11.06.2019

Uncertainty, Turbulence and Moving Image Archives. UCLondon

https://www.eventbrite.com/e/screen-media-and-theory-workshop-uncertainty-turbulence-and-moving-image-archives-tickets-59710545850

Keynote and screening by Manu Luksch at

Screen Media and Theory Workshop: Uncertainty, Turbulence and Moving Image Archives
7pm, 11  June 2019, University College London, Institute of Advanced Studies, Common Ground, Ground Floor, South Wing
Convened by Dr Annie Ring (University College London) and Dr Lucy Bollington (University College London)

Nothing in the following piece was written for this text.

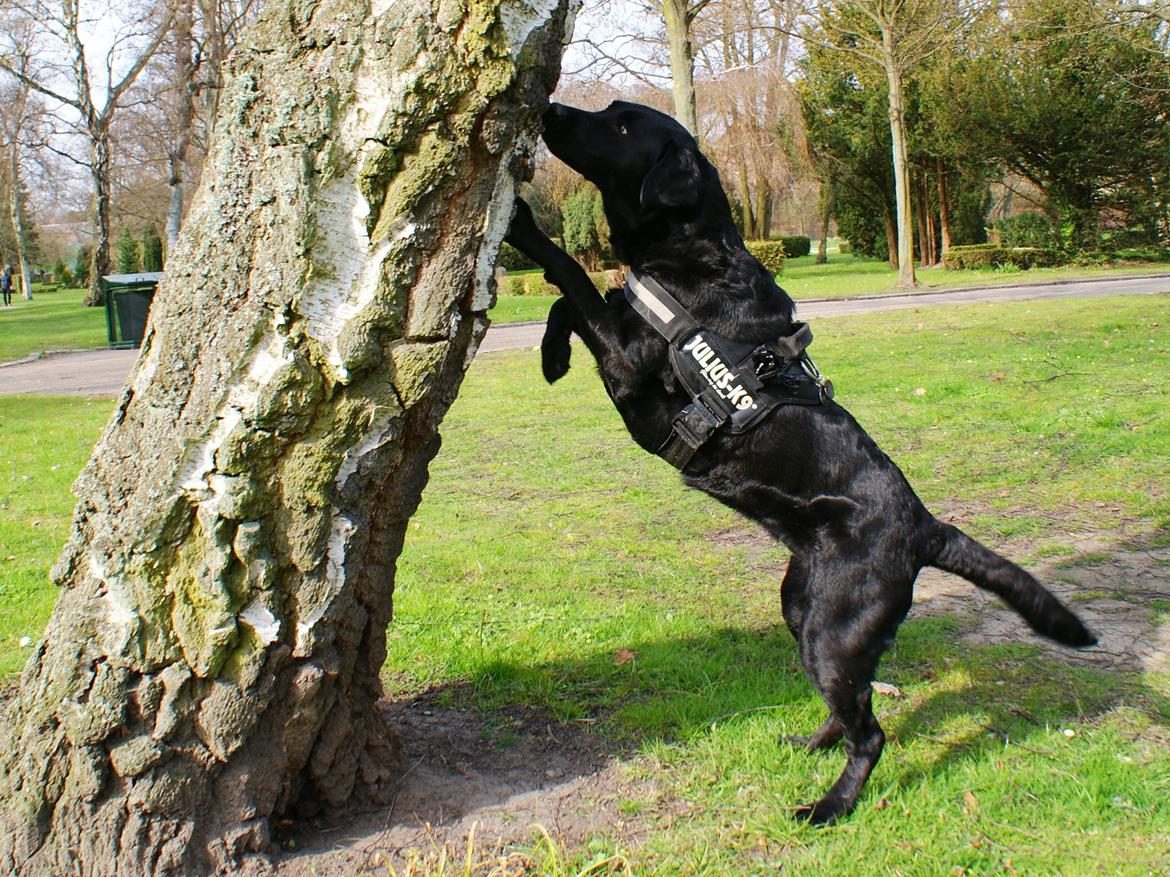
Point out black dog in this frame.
[508,102,1096,823]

[free registration at eventbrite]

Abstract: Senegalese rappers, an Emirati blogger, Akha elders from the Mekong Quadrangle, and queen of the silver screen Tilda Swinton are just some of the voices that inhabit my work, interrogating archives, regimes, and processes in networked societies. Using excerpts from several films (a hyperdocumentary that establishes the medium it investigates, a manifesto-driven science fiction feature that montages images as ‘legal readymades’, immersive installations shot inside tech industry meetings,…) I will articulate various conceptions of turbulence as it arises at the boundaries of social and technical infrastructures.  
For Dreams Rewired (2015), an archive-driven essay film that interrogates contemporary information politics through the lens of early cinema, the filmmakers worked with 50 international film archives to identify rare material from nearly 200 films that capture our first encounter with media technology. 
Through Faceless (2007) and Empty Quartz (2019), I consider turbulence as restlessness and turmoil. How can network technologies empower citizens against the state and corporate actors, and how do the latter use these technologies to manage political disquiet? 
Agents that are able to predict the future are placed to own it. Turbulence must be removed, smoothed. Third Quarterly Report (2017) and Algo-Rhythm (2018) examine the rise of the predictive (smart) city and algorithmic decision making. Coda: what forms of resistance remain effective in the face of the massive concentration of predictive power?